| > But this illusion is good enough to allow us to act in the world. We don't call it illusion, we just call it the world. I like calling it a "world model". Optical illusions proof that this "world model" can be consistently tricked for a wide range of humans. Now the "illusion of consciousness" is a categorization error: You apply your "world model" to your own internal processes / consciousness. So far so good. But this does not give you the right to claim that consciousness is your "world model" view of it. If it was, then so could people who took LSD and had their "world model" believe they could swim in the sky, claim to change reality/ontology/the world for all of us. The illusion is that your world model of consciousness does not equal consciousness in reality, as proven by science, despite how clearly it may appear to you (not that conscious experience itself is an illusion). > Most of the time I act as a single intelligent agent, not as a bunch of subsystems with no unifying goals. This is the illusion. To you it seems that you act as a single intelligent agent, unaware of the thousands of majority votes by your senses/neurons that lead up to that point. Both your view as a single acting agent and this illusion are still legit. But again, it is a categorization error to conclude that your experience validates that humans are all individually acting single intelligent agents. That's Descartes-era philosophy and the legacy that Dennett was railing against: "I think therefor I am" becomes "I think that I am a single agent, therefor I am such". You can compare "hunger" with "consciousness". Disease can make one feel not hungry, while medical investigation shows that the body is in desperate need of sustenance, or vice versa. Now is it an illusion/delusion to say: "I am hungry" when your body is already full? Maybe.

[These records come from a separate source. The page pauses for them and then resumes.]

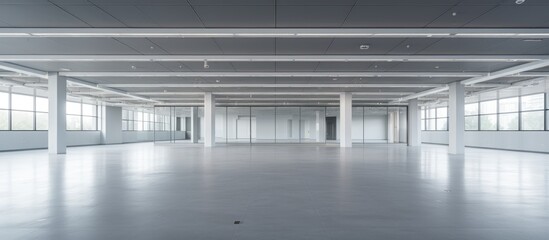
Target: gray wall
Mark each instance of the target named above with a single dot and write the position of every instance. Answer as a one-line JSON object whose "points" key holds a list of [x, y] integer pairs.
{"points": [[536, 141], [20, 140]]}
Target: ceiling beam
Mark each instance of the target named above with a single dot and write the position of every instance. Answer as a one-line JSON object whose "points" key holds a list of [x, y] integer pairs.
{"points": [[271, 74], [23, 70], [507, 72], [278, 32], [271, 58], [267, 85]]}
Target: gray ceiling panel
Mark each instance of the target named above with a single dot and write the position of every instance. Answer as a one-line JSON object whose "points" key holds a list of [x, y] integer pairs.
{"points": [[394, 16], [232, 2], [316, 2], [247, 45], [513, 16], [311, 16], [302, 46], [188, 45], [459, 16], [213, 67], [254, 67], [37, 15], [464, 46], [63, 46], [343, 66], [93, 16], [352, 46], [236, 16], [295, 66], [96, 66], [407, 2], [142, 45], [171, 16], [413, 45]]}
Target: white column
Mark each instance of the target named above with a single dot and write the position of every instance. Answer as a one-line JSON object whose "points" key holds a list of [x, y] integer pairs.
{"points": [[414, 123], [346, 118], [209, 119], [456, 121], [195, 127], [391, 127], [111, 125], [57, 96]]}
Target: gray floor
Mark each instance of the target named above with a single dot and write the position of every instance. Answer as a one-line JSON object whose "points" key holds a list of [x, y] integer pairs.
{"points": [[183, 191]]}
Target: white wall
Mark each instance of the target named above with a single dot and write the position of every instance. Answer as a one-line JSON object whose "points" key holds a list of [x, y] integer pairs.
{"points": [[20, 140], [536, 141]]}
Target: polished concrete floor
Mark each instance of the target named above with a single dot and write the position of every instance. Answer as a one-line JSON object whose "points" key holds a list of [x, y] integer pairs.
{"points": [[184, 191]]}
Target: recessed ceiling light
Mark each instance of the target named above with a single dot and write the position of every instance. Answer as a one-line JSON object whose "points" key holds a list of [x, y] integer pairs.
{"points": [[365, 47]]}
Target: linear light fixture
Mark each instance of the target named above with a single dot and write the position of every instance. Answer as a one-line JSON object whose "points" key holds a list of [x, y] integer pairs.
{"points": [[271, 74], [271, 58], [278, 32]]}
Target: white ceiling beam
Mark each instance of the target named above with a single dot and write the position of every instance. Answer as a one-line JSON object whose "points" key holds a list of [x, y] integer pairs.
{"points": [[111, 90], [507, 72], [423, 93], [271, 74], [278, 32], [23, 70], [267, 85], [271, 58]]}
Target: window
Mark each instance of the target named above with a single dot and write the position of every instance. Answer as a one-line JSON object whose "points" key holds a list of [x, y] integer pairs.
{"points": [[471, 117], [525, 113], [508, 118], [22, 112], [532, 114], [434, 119], [29, 112]]}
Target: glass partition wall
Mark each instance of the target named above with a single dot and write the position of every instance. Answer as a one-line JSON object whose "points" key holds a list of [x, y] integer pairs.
{"points": [[285, 124], [172, 124]]}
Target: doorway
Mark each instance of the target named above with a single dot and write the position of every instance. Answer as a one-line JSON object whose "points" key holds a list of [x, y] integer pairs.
{"points": [[331, 128]]}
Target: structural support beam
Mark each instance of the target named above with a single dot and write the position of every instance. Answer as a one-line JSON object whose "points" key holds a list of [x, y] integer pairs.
{"points": [[278, 32], [456, 113], [414, 123], [209, 119], [195, 125], [271, 58], [57, 96], [346, 119], [273, 74], [507, 72]]}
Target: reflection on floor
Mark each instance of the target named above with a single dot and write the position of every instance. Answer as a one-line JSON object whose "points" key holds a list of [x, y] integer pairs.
{"points": [[184, 191]]}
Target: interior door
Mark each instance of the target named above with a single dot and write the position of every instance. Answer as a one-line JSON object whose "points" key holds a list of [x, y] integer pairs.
{"points": [[331, 128]]}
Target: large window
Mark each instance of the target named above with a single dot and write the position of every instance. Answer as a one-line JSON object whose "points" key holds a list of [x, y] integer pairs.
{"points": [[434, 118], [507, 114], [141, 120], [25, 110]]}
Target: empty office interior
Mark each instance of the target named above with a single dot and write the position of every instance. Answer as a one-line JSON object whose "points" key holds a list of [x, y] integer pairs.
{"points": [[274, 119]]}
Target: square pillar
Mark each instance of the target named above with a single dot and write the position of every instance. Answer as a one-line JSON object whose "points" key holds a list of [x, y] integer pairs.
{"points": [[209, 119], [111, 129], [57, 97], [414, 123], [456, 121], [195, 127], [346, 118]]}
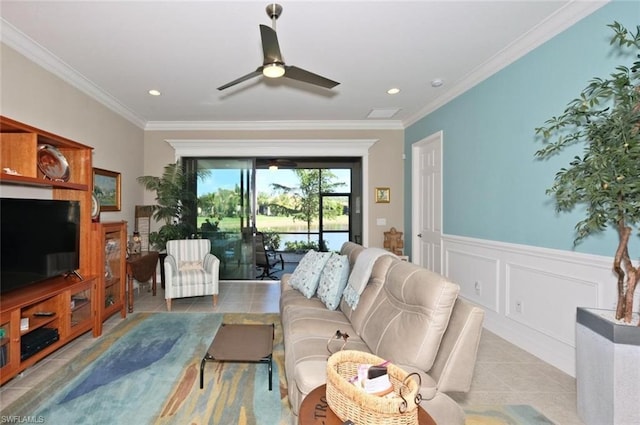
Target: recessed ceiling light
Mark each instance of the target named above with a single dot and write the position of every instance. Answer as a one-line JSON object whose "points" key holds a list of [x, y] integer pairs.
{"points": [[383, 112]]}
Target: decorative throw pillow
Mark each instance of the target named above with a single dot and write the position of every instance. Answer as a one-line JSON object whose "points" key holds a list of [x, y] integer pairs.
{"points": [[306, 276], [190, 265], [333, 280]]}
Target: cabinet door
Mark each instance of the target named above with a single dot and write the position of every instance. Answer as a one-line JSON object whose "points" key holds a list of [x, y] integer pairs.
{"points": [[9, 344]]}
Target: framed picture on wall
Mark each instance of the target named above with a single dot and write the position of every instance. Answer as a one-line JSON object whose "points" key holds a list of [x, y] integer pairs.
{"points": [[106, 187], [383, 195]]}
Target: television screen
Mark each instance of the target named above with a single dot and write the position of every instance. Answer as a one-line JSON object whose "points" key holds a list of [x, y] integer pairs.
{"points": [[40, 238]]}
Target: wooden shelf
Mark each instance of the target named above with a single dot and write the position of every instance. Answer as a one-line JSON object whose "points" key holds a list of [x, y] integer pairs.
{"points": [[19, 144], [32, 181]]}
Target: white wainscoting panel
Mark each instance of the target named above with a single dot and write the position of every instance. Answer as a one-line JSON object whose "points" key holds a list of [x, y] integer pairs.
{"points": [[477, 275], [530, 294]]}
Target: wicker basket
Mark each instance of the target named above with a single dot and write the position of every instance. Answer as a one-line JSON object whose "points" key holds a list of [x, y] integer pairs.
{"points": [[350, 402]]}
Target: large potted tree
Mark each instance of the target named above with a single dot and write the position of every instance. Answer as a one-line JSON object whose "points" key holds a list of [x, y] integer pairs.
{"points": [[605, 179]]}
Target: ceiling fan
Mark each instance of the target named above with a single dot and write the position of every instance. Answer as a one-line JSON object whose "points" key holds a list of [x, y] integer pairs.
{"points": [[273, 65]]}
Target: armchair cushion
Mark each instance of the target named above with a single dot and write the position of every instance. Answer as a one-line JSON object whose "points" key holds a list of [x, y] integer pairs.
{"points": [[190, 269], [333, 280], [306, 276]]}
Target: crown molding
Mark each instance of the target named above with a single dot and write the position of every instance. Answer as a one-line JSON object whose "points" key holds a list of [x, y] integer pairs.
{"points": [[275, 125], [565, 17], [35, 52], [568, 15]]}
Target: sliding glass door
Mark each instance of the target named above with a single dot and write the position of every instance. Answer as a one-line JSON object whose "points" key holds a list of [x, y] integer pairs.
{"points": [[226, 214]]}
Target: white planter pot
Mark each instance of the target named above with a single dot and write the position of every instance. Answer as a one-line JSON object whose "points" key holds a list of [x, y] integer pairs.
{"points": [[607, 369]]}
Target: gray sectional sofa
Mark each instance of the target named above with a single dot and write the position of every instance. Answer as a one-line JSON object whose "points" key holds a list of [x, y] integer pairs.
{"points": [[405, 314]]}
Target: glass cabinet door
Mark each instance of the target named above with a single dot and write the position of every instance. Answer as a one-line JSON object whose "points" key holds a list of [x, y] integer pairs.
{"points": [[112, 267]]}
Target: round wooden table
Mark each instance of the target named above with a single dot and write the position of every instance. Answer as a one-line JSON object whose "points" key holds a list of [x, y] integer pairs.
{"points": [[315, 410]]}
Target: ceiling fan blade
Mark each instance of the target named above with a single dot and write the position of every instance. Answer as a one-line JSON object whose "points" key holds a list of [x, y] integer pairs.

But it becomes a mistake when you declare "I feel hungry, therefor my body needs more sustenance". That seemingly logical conclusion is the result of an illusion. |
No, it's "Most of the time I act as a single agent, therefore my perception of myself as a single agent is not an illusion, but a simplified model". It doesn't matter how many neurons are voted, if I'm doing what I was thinking I'm going to do. Experiments can poke at edge-cases where self-model is incorrect, but that's expected.
In a case of a brain, my self-model also runs on brain's neurons and is a part of what brain is doing. It makes it even less illusionary, than an internal model of the world.